Scrum Myths

‘We don’t document, we’re Agile!’ – Part 4 of the Scrum Myth-Buster Series


Posted by Ilan on August 7, 2015
I'm Ilan Goldstein and I'm a director here at AxisAgile. I'm a Certified Scrum Trainer and the author of Scrum Shortcuts Without Cutting Corners. Find out more about me or get in contact with me by using the social buttons. I also respond to comments below.

OK, back again for part four of the Scrum Myth-Buster series and this time we are entering into agile taboo territory… documentation…

So this is a major myth that I’m sure you’ve all heard before many times over, the perception being that Scrum is anti-documentation (especially detailed documentation and this is why we utilize the ole’ User Story format). Doesn’t the Agile Manifesto back up this assertion? i.e. “We prefer working software over comprehensive documentation”. Well this myth has led to one of the most common catch-cries of the infamous Agile Cowboy – we don’t document, we’re agile! Well the problem with these cowboys is the fact that they are either unaware of, or choose to ignore the important footnote inherent within the manifesto: “That is, while there is value in the items on the right, we value the items on the left more”.

What this message is telling us is that there is in fact still value in the items on the right. The point is that they instead need to be treated as a means to an end rather than as the end unto themselves.
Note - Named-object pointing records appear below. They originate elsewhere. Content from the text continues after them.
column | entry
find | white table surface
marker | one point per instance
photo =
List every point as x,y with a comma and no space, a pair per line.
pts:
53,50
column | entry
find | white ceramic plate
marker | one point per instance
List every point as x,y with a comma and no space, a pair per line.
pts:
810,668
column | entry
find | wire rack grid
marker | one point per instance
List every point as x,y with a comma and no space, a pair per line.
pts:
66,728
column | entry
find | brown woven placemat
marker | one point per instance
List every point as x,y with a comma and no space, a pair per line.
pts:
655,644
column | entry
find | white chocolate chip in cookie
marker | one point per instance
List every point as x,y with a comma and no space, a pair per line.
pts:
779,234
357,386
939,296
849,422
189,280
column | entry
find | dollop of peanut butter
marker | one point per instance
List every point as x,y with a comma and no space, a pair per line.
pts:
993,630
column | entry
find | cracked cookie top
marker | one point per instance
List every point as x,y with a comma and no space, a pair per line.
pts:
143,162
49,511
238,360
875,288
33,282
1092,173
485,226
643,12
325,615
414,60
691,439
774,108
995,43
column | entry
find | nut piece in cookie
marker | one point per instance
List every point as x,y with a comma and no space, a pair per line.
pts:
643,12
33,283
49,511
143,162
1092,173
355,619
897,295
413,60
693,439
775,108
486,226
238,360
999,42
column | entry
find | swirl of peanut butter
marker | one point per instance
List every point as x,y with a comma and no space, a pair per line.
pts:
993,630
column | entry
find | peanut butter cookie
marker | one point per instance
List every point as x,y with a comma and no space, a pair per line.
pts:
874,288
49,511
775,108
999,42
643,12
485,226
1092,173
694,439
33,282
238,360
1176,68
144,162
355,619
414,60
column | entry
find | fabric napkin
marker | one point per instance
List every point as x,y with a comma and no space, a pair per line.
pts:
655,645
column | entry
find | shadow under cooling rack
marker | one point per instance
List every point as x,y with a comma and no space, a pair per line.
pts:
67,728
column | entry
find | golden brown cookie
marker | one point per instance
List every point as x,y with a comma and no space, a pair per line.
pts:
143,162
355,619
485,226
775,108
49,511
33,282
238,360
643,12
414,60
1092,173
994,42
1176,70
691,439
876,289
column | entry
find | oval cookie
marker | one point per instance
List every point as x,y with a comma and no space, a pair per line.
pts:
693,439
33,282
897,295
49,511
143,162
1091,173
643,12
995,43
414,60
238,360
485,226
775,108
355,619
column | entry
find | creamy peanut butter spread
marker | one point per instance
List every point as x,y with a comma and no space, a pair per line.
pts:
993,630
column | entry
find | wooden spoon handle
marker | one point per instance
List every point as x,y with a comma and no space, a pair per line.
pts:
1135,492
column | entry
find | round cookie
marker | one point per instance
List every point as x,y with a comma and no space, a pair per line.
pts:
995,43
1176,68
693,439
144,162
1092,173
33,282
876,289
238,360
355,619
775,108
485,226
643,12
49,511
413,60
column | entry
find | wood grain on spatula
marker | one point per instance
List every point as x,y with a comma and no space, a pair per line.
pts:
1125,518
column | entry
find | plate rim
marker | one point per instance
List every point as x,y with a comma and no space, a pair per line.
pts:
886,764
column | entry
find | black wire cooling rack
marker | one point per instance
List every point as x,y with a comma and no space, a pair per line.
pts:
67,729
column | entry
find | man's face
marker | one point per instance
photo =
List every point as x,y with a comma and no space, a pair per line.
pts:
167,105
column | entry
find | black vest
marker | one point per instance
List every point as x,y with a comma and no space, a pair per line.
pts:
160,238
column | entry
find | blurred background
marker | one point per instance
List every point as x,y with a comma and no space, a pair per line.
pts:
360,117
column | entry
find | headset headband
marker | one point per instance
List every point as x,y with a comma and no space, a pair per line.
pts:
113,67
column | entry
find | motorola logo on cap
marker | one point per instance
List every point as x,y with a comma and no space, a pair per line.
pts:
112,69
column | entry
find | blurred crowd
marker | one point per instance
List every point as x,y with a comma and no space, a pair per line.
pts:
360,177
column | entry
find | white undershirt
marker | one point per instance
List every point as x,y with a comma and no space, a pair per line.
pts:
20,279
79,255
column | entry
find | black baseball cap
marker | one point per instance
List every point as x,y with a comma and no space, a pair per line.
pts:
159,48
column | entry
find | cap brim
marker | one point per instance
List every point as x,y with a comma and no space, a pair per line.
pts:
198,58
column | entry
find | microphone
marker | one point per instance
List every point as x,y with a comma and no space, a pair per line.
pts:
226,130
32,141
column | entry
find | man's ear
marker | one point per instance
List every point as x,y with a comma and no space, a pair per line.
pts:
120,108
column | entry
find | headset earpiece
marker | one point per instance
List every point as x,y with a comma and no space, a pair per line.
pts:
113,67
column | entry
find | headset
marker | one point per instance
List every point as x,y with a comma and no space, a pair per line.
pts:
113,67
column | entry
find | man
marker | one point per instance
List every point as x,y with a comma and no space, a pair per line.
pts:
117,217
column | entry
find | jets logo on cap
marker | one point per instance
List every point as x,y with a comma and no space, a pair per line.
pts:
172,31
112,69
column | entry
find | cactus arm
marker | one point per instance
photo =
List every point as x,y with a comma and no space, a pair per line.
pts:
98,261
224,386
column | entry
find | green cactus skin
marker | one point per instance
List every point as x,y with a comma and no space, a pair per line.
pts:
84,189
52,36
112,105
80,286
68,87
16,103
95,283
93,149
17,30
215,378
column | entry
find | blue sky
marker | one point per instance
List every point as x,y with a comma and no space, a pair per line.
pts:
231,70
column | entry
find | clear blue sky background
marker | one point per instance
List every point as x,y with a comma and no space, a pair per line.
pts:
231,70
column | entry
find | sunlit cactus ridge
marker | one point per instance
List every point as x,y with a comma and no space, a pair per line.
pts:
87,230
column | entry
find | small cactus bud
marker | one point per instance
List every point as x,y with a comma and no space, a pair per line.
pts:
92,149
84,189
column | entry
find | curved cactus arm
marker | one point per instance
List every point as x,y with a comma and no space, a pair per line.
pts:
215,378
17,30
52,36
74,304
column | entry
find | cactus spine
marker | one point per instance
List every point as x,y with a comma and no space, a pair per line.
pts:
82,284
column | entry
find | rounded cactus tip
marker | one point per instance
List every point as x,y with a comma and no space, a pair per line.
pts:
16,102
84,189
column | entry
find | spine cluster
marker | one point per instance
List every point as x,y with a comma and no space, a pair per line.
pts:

In other words, these items need to be fit for purpose to support us in the context that we’re working within.

For example, if we’re a startup with three employees working in a garage, do we really need to communicate via 200 page spec documents and complicated collaboration tools? Of course not.

On the other hand lets say we’re a multinational finance organization, working with distributed teams all over the world and needing to adhere to various audit standards, then guess what? We’re going to need much more formalized documentation. In fact we’re going to need more of everything on the right hand side and that is not a bad thing or ‘anti-agile’ if it is necessary and supporting our end goal of creating working and relevant products.

The reality is that documentation could well form a vital part of your product. A software application is not just code and its working tests either. In many cases, there is documentation that is required for a number of potential reasons – audit requirements, support documentation and end-user documentation to name a few.

If documentation is required then we don’t shy away from it. Instead, we ascertain nice and early what is actually required for our collective team memory and ensure that it is treated just as seriously as any other element in our Definition of Done for each requirement we build.

There is a big difference between generating documentation for memory rather than using it to create an artificial perception of upfront control. Scrum in conjunction with the User Story format is not about eliminating detail and documentation. It is about getting the right level of detail at the right time.